A travers le prisme d’une écriture qui se détache de la discipline réaliste, et dont il partage la gageure avec d’autres auteurs de la jeune génération, Kim Jung-hyuk  interroge moins ce que l’individu doit apporter au ciment de la société que la capacité de cette dernière à tolérer les écarts à la Norme. Marcel Mauss rappelait « qu’il n’y  avait rien de plus arbitraire, de plus  variable, ni de plus extraordinaire que les classifications ». Ainsi, en substituant sa propre grammaire des instruments (pas moins arbitraire mais tout aussi valable) à la classification  communément admise, le narrateur inscrit et assume son histoire personnelle comme base de son identité sociale. Ce changement de paradigme provoqué par une suite de hasards  dont il finit par s’emparer du sens, ne va cependant pas sans heurt. Dans la nouvelle Les maniaques de vinyles, un jeune DJ se trouve séquestrer par un homme qui se dit  « ne pas aimer les DJ parce qu’ils rayent les disques ». Au nom de la bonne musique, cet homme entre deux âges protège  les disques de son histoire personnelle  du fléau que sont les  remix et les DJ, qui sabotent l’âme de l’œuvre  originale  et détruisent le support discographique : « Il y a une chanson que j’adore. « Fever », tu la connais ? […] Un jour, dans un bar, je demande ma chanson, et devine ce qui s’est passé ? Le barman a passé le remix d’un foutu DJ […] j’ai cru que mon cœur se déchirait : les DJ dévastent toute la musique ». Les deux hommes, en  copiant et diffusant allégrement plusieurs milliers de copies d’albums,  ou en rachetant de vieux vinyles pour les mixer et les remettre au goût du jour, partagent en définitive le même amour pour la musique dont ils ne peuvent     s’accorder sur la définition: qu’est ce que la bonne musique ? : «  Un DJ, est-il un artiste ? Toi, tu t’y connais en musique ? C’est ce que tu crois ? ».

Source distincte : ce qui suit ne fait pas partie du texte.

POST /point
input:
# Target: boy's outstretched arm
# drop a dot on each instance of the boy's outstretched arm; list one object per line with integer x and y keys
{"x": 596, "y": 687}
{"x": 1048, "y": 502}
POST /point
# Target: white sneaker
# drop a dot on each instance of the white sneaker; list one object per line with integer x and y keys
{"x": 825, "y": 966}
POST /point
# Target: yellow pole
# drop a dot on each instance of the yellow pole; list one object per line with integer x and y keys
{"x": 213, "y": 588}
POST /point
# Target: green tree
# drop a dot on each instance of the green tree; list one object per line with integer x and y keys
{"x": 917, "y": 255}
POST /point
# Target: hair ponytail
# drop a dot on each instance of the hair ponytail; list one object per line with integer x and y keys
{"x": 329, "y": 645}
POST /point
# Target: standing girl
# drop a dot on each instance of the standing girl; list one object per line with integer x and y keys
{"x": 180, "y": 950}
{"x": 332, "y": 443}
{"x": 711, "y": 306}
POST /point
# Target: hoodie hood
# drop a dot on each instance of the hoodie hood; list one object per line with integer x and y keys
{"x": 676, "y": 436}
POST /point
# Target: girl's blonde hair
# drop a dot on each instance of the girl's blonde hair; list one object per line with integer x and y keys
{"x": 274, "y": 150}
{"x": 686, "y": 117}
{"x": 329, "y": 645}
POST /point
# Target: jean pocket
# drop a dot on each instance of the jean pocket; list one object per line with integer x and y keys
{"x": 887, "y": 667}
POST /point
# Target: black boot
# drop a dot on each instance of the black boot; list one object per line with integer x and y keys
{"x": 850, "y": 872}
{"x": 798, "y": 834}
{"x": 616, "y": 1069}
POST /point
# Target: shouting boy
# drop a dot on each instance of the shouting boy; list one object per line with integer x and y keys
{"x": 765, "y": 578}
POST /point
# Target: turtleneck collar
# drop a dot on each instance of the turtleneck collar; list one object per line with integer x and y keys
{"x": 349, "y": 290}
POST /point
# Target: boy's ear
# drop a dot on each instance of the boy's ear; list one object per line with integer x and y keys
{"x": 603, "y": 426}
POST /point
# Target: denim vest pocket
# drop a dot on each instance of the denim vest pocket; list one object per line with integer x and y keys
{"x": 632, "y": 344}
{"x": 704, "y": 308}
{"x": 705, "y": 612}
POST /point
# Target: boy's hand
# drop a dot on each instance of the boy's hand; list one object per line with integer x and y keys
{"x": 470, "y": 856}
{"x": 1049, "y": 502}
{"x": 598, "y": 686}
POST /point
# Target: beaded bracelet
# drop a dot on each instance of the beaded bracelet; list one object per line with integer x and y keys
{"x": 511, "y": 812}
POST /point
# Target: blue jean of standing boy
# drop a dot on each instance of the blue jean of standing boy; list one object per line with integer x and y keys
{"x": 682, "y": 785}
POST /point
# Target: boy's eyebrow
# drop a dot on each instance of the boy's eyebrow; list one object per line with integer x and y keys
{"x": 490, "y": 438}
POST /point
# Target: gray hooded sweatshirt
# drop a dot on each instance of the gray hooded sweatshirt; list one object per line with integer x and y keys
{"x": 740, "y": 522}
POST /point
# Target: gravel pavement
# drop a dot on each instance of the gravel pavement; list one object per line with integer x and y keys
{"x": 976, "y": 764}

Après le personnage du premier récit, qui  enfermé jour et nuit dans son magasin de musique s’accomplit pleinement dans sa mission solitaire de reclassification des instruments,  les deux protagonistes de la nouvelle  les maniaques de vinyles, bien que moins intéressés à se  confronter au monde (entendons la société) qu’à la réalisation de leur idéal, interrogent ce  que devient l’action collective si chacun poursuit un but personnel qui empêche la conciliation entre les individus, et conduit jusqu’à la non-reconnaissance de l’autre :  « Mais pourquoi  avez vous enfermé cette personne ? – Qui ? – Vous ne vous  souvenez pas ? […] Il semble avoir tout oublié, je peux lire dans ses yeux qu’il ne sait rien. Je n’ai qu’une envie : partir. ». Si   l’on doit  voir dans le parcours de ce jeune DJ, qui malgré le traumatisme de sa séquestration poursuivra envers et contre tout son but, l’expression de son épanouissement personnel, il ne faut pas sous estimer ce que peut occasionner comme peur  la perte de repères jusqu’alors confortablement établis. L’angoisse de rester dans la norme  («  C’est injuste de mourir anonyme », la bibliothèque des instruments de musique), peut se révéler égale à la peur du changement (« A l’écoute du remix, j’ai cru que mon cœur se déchirait », les maniaques de vinyles). Dans l’œuvre  de Kim Jung-hyuk, cette révélation de « sa différence » surgit au hasard d’une suite d’événements sans lien apparent, d’accidents. Un Deus ex machina bien utile, et dont les personnages saisissent l’opportunité ; dans un monde où tout va toujours plus vite, l’hypothèse de l’événement imprévisible reste  la plus probable.

Comme le dit le DJ : «  L’ère d’une musique nouvelle est arrivée ».


LA BIBLIOTHÈQUE DES INSTRUMENTS DE MUSIQUE
DE KIM JUNG-HUYK
Traduit du coréen par MOON So-young, LEE Seung-shin, Hwang Ji-young et al.
Decrescenzo éditeurs, 126 pages, 15 €.